Fujita’s work, in conjunction with Asa Abeliovich, was widely hailed as a significant step forward, a way to turn skin cells into brain cells. But the story began falling apart when the Cell retraction said that he “acknowledged inappropriately manipulating image panels and data points, as well as misrepresenting the number of repeats performed.”
The ORI’s findings in the case also involve a 2013 Nature paper, “Integrative genomics identifies APOE ε4 effectors in Alzheimer’s disease,” and a paper never published. Fujita, according to the ORI:
…engaged in research misconduct by knowingly and intentionally fabricating and falsifying research in seventy-four (74) panels included in figures in Cell 2011, Nature 2013, and the unpublished manuscript.
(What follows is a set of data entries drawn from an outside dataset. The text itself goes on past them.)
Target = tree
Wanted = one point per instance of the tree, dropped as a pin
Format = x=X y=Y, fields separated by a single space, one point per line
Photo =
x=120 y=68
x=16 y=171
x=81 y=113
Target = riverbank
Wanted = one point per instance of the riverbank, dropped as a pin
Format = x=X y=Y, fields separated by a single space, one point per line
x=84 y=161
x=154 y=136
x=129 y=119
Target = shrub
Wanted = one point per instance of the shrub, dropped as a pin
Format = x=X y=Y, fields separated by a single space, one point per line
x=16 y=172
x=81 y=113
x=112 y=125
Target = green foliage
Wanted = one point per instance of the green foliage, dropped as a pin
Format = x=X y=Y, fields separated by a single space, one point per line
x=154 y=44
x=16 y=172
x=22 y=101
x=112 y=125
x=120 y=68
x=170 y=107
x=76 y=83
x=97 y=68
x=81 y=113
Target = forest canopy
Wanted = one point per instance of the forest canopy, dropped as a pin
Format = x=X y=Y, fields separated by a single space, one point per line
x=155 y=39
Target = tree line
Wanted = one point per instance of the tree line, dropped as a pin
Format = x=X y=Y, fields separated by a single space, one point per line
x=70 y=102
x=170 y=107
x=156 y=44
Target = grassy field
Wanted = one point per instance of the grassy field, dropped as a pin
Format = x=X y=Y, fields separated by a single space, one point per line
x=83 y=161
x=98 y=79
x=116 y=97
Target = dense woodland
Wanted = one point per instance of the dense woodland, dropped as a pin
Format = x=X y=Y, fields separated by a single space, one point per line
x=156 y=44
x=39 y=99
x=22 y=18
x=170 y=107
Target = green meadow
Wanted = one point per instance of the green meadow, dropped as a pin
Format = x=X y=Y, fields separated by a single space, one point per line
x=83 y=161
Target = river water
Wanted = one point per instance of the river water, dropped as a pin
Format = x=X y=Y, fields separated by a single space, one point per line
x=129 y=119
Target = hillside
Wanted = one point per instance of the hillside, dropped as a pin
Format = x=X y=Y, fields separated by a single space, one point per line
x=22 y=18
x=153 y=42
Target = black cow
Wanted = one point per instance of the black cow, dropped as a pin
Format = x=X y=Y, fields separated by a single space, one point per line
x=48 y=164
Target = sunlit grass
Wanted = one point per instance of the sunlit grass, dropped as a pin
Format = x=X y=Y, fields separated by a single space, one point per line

Respondent inflated sample numbers and data, fabricated numbers for data sets, manipulated enzyme-linked immunosorbent assay (ELISA) analysis, mislabelled immunoflourescent confocal images, and manipulated and reused Western blot images.
The Cell paper, “Directed conversion of Alzheimer’s disease patient skin fibroblasts into functional neurons,” has been cited 150 times, according to Thomson Scientific’s Web of Knowledge, while the Nature paper has been cited 40. The Nature paper has not yet been retracted.
Fujita agreed to be excluded from NIH and other federal funding for three years, and to not serve on NIH peer review committees for the same amount of time.
We have been unable to determine Fujita’s whereabouts, but we have contacted Columbia for comment and will update with anything we learn.
Update, 10:45 a.m. ET, 4/6/15: Abeliovich tells us that his team has submitted a retraction to Nature. Columbia gave us this statement:
We recognize that the proper conduct of research is one of the most important responsibilities of a university. We deeply regret that one of our former employees engaged in research misconduct and that his misconduct affected two published scientific articles.
It’s worth noting that Fujita was only second author on both the Cell and the Nature papers.
Would be interesting to hear the comments of the lab leader, first author, and others involved. Did they review the paper prior to sending it off?
In the Cell paper, it is equal contribution, so shared first authorship for 4 authors.
Surely the review by Qiang, Fujita and Abeliovich published in Neuron http://dx.doi.org/10.1016/j.neuron.2013.06.002 which refers to the retracted Cell paper 14 times in the main body of the article is a bit in doubt..
I do wonder sometimes about the consequences and severity of ORI exclusions for foreign researchers.
Well, I guess in many countries, most researchers will have a really hard time getting any job in research after such a story, even if the ORI ban looks like almost nothing.
Genetics, I’m not so sure, at least not for Japan:
http://retractionwatch.com/2014/09/18/former-ut-southwestern-cancer-researchers-faked-data-in-10-papers-ori/
What countries did you have in mid with that comment?